The reality is that software evolves continuously driven by feature development, improvements, bug fixing, security patching, and software maintenance (adaptive, corrective, preventive, perfective). Smart contracts are software, and they are not exempted from the need of evolution.

To work around the EVM limitations, Dapp developers have widely adopted the "upgradable proxy"pattern, but this comes at the cost of extra complexity (including DELEGATECALL quirks), boilerplate, and yet another point of failure.

In Filecoin, we rely on content-addressed code as a foundational building block to enable code upgradability. Actors have an address, but code is not deployed at that address (like in the EVM); instead it is linked to a CID in the state tree.

This decoupling makes it feasible to atomically update actor code. Doing so would imply:

  1. Loading new actor code and obtaining a code CID; see Actor deployment
  2. Calling an UpdateCode syscall from within the actor, with the new code CID.

All future messages directed to this actor will use the new code.

Authentication and security behind code updates are entirely in actor space; therefore, actors are free to implement the checks, guards and logic that ultimately lead to the invocation of the UpdateCode syscall. Tooling can also be implemented to statically determine that an actor is not calling this function this.

We may consider adding an optional CodeCID parameter to messages to enable sensitive senders to condition the execution of a message to a particular actor code version. This may be useful when the sender has performed prior code audit/verification, and wants to limit the execution to the audited version, or to deal with scheduled actor updates.

JSON-RPC API

Filecoin nodes will begin offering JSON-RPC methods to call actor methods and access actor state.
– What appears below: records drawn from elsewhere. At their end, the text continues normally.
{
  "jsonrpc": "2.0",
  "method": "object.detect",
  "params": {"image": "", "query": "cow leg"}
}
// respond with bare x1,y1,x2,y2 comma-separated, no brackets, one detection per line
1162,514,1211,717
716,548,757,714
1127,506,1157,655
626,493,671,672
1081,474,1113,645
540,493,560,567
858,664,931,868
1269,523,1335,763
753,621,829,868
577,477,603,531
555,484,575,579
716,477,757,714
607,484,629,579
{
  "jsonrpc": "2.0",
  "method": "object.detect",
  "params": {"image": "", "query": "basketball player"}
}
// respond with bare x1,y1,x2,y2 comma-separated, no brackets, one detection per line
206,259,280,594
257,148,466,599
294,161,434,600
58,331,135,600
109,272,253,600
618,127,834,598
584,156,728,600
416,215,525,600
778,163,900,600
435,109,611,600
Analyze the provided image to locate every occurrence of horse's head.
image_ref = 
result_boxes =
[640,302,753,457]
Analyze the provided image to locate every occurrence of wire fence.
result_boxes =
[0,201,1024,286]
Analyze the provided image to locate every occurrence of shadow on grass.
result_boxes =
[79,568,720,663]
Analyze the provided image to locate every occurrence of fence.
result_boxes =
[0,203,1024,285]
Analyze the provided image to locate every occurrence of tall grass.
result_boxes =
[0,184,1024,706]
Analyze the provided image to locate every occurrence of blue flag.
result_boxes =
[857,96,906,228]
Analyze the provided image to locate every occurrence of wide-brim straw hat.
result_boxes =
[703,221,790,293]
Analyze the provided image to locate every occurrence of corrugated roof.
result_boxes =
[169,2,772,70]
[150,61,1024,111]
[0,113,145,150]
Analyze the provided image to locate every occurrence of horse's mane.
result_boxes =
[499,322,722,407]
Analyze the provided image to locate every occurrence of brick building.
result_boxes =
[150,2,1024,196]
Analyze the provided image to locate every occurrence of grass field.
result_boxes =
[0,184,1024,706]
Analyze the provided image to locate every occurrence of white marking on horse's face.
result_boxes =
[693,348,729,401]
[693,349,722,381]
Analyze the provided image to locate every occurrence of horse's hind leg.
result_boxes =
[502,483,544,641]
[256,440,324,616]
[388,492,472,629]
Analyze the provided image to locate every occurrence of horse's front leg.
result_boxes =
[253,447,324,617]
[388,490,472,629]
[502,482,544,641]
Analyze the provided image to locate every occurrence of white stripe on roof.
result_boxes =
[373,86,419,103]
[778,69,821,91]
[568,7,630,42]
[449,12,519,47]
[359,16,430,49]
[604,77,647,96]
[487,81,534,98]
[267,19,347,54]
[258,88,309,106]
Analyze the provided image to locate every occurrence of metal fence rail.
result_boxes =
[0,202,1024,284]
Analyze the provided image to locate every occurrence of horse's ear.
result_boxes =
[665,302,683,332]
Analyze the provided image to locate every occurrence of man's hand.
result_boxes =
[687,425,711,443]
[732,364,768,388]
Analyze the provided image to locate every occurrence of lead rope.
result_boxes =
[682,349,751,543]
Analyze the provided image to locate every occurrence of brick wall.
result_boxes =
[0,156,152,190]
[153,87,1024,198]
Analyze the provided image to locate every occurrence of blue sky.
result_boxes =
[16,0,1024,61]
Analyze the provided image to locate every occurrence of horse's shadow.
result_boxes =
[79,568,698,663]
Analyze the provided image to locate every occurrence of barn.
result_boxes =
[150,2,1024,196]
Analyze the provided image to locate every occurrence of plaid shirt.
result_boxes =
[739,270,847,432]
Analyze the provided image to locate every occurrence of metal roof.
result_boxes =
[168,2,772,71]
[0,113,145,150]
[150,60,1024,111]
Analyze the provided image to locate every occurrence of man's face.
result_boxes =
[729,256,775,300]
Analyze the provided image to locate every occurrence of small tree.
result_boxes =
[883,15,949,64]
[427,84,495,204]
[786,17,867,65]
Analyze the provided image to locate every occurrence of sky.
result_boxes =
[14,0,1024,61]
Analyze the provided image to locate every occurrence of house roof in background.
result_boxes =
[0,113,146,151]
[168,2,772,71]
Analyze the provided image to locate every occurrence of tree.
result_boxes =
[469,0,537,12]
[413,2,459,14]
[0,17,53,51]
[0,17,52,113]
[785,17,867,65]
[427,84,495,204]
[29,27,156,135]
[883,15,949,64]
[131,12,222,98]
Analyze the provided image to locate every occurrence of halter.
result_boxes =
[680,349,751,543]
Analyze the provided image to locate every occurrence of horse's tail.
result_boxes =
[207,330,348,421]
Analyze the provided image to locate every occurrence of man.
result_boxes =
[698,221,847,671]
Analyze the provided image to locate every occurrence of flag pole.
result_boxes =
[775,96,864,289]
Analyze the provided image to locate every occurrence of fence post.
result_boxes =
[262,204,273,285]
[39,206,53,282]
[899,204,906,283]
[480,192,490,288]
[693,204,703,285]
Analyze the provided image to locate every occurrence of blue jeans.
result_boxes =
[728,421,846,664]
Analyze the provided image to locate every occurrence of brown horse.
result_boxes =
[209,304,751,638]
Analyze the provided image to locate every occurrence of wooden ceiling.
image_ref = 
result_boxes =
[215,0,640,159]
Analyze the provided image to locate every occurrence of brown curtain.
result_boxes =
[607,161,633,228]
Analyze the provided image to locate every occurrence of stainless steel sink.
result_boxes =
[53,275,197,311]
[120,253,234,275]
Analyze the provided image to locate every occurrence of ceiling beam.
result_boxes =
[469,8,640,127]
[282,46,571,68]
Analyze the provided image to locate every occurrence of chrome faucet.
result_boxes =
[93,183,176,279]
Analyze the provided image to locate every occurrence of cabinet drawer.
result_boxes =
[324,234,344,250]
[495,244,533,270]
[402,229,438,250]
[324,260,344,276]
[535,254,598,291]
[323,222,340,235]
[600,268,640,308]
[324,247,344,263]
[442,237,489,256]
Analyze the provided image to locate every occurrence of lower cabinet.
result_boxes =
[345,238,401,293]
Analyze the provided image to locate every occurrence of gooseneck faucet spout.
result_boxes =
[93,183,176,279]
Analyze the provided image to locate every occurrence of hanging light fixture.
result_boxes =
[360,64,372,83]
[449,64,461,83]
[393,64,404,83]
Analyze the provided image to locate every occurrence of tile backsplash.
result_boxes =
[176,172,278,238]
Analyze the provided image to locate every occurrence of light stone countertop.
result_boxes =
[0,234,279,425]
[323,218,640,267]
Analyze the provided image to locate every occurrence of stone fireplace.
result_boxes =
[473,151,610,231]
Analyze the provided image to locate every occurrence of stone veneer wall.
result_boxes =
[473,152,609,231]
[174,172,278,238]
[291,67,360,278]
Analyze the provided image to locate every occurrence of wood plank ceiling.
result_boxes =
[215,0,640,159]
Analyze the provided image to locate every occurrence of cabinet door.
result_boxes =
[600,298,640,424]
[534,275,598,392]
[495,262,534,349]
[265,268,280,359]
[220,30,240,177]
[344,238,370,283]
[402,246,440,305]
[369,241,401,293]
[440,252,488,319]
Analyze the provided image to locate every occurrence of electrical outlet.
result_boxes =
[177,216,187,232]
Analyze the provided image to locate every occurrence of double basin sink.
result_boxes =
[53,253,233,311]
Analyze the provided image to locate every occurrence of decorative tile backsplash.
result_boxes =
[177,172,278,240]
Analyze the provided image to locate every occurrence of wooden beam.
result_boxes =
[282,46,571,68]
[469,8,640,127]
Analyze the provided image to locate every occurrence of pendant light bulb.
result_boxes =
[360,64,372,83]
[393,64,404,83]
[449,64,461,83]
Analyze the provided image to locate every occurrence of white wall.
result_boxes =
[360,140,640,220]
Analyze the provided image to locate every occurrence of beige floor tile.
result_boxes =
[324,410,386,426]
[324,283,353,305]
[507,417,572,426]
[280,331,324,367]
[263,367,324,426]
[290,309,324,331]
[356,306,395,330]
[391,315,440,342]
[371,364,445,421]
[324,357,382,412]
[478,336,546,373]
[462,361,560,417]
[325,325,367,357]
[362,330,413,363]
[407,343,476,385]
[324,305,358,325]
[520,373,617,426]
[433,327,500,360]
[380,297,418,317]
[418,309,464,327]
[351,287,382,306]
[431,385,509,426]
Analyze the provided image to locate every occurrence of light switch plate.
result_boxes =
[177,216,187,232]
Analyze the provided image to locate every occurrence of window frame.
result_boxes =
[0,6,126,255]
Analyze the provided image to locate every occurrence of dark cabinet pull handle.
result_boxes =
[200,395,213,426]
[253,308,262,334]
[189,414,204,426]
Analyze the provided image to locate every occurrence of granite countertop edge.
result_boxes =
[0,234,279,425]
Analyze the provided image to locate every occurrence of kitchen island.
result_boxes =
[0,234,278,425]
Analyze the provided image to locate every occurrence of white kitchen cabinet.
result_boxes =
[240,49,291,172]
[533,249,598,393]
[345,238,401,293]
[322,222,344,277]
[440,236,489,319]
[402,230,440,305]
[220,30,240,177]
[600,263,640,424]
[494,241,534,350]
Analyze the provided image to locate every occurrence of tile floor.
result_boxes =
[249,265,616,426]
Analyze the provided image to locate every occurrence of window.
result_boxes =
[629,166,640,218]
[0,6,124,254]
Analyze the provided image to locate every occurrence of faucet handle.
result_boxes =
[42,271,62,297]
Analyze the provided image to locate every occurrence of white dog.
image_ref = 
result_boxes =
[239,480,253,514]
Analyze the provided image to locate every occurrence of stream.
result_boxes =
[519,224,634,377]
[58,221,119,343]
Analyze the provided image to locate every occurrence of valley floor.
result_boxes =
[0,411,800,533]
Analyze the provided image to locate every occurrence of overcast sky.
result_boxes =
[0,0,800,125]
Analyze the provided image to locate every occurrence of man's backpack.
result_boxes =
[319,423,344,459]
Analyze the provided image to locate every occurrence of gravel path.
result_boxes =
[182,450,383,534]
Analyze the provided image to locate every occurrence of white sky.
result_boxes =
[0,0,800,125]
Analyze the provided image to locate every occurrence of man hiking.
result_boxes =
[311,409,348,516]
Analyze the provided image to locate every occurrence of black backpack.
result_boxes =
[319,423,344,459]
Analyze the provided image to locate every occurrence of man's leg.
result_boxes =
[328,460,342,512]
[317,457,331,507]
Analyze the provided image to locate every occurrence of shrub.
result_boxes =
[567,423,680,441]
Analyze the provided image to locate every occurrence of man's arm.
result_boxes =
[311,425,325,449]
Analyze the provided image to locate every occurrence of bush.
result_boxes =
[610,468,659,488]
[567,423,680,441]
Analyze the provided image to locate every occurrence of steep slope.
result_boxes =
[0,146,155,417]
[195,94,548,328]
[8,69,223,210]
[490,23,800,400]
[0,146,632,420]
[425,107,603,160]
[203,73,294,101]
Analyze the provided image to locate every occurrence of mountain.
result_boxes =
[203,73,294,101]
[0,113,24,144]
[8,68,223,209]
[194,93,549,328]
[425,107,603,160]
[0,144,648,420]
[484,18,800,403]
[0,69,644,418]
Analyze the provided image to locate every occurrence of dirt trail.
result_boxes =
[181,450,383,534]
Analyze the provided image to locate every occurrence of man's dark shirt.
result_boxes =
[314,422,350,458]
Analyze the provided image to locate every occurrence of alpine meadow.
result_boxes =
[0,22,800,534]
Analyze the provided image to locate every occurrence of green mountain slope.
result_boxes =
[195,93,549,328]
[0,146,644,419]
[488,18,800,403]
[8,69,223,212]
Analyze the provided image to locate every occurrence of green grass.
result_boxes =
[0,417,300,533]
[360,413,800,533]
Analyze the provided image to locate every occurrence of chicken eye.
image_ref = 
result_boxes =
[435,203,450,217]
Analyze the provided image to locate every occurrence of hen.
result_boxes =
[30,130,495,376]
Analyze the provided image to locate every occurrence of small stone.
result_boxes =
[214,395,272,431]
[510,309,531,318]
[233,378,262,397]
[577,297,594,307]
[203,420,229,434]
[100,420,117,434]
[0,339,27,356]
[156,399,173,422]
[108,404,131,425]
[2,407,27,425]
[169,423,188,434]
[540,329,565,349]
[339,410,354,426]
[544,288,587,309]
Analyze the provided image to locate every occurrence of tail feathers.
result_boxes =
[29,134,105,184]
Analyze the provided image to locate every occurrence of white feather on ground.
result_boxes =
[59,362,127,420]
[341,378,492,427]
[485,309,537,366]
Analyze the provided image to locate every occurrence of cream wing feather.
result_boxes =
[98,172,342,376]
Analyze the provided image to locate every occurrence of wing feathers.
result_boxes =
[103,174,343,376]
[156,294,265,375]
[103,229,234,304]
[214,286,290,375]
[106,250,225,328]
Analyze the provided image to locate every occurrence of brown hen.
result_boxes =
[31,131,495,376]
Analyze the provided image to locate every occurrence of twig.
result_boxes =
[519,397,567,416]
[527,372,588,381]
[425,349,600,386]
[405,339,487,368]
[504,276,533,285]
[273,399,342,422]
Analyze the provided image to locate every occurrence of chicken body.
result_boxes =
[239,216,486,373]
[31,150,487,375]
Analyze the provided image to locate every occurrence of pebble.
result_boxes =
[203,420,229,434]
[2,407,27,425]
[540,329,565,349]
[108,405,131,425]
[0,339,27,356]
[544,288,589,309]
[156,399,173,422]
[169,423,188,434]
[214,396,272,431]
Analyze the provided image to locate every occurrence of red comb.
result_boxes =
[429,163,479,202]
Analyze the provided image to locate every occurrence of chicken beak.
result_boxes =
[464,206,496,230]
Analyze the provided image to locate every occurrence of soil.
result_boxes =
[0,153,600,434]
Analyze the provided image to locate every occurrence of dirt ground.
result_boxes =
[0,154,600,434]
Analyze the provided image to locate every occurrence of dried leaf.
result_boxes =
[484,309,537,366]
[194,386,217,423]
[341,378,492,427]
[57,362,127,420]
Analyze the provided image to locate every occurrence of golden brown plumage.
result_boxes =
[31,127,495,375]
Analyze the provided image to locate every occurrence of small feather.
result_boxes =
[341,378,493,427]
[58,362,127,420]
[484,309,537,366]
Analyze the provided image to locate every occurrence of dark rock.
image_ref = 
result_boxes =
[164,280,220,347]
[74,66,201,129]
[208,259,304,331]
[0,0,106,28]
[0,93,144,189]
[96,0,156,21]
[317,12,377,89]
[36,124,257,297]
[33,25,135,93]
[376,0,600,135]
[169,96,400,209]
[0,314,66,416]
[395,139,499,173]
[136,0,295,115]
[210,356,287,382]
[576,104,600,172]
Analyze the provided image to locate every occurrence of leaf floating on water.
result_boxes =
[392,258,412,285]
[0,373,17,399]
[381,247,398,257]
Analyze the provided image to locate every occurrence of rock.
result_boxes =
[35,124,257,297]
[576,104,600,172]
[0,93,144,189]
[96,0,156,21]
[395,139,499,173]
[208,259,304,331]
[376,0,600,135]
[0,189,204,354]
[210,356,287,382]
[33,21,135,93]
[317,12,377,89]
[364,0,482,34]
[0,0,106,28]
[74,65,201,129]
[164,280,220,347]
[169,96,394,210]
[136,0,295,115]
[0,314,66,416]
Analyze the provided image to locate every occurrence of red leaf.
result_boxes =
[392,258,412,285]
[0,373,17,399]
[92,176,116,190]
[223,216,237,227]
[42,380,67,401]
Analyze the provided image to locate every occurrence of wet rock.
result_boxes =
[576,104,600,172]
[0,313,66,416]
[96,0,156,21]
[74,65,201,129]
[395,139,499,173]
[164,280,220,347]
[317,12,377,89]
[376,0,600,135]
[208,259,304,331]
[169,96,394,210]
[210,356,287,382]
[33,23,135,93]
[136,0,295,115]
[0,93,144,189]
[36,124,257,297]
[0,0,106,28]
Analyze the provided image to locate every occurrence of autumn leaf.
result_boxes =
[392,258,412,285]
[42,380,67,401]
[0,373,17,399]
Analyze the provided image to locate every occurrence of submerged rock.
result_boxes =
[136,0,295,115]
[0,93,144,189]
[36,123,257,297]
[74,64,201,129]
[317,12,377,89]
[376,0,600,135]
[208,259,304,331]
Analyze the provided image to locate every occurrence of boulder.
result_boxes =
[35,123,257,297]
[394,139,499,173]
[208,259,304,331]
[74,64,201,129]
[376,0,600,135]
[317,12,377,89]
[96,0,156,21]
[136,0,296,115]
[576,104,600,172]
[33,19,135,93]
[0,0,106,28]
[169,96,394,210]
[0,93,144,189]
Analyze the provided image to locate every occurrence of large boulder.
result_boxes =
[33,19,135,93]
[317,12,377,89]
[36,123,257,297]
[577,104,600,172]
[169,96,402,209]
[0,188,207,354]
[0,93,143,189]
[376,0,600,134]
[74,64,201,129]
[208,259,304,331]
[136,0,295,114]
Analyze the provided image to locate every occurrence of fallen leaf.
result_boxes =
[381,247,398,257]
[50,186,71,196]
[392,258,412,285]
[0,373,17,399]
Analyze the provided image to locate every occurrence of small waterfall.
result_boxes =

Interoperability with other networks

TBD.

Formal verifiability

TBD.

Annex: Current VM

Current VM architecture

Actors operate on the state tree. Nothing else can modify the state tree in normal circumstances, other than actor logic. The single exception is state migration logic during a network upgrades. It can conduct bulk modifications, both to the content and the structure of the state tree.

The state tree is an IPLD object, containing the root of an HAMT which in turn contains all actors, keyed by ID address.

Each actor has a type (represented by a CID), and a state root. The VM enforces actor state isolation, thus actors are prevented from accessing each other states.

Message passing is used to communicate between actors, even when simple state accesses are required. Mutations to state may only be applied within transactions.

Actor code is triggered through messages. Messages can be:

  1. explicit: on-chain messages, leading to a message receipt posted on chain as the result.
  2. internal: between actors while processing a chain message, or triggered by a system event such as cron ticking.

Read more about the structure of messages.

Messages specify the actor method to invoke. Actors supply a method export table to the environment, and the VM performs method dispatch. This model will be revisited with the FVM, likely moving to actors exposing a single entrypoint, and dispatching internally with the assistance an SDK library.

Actor invocations are entirely synchronous. Actors can register entries in the cron actor, to schedule deferred execution at future epochs. Asynchronous calls are a desire of the upcoming FVM implementation, but not an immediate priority.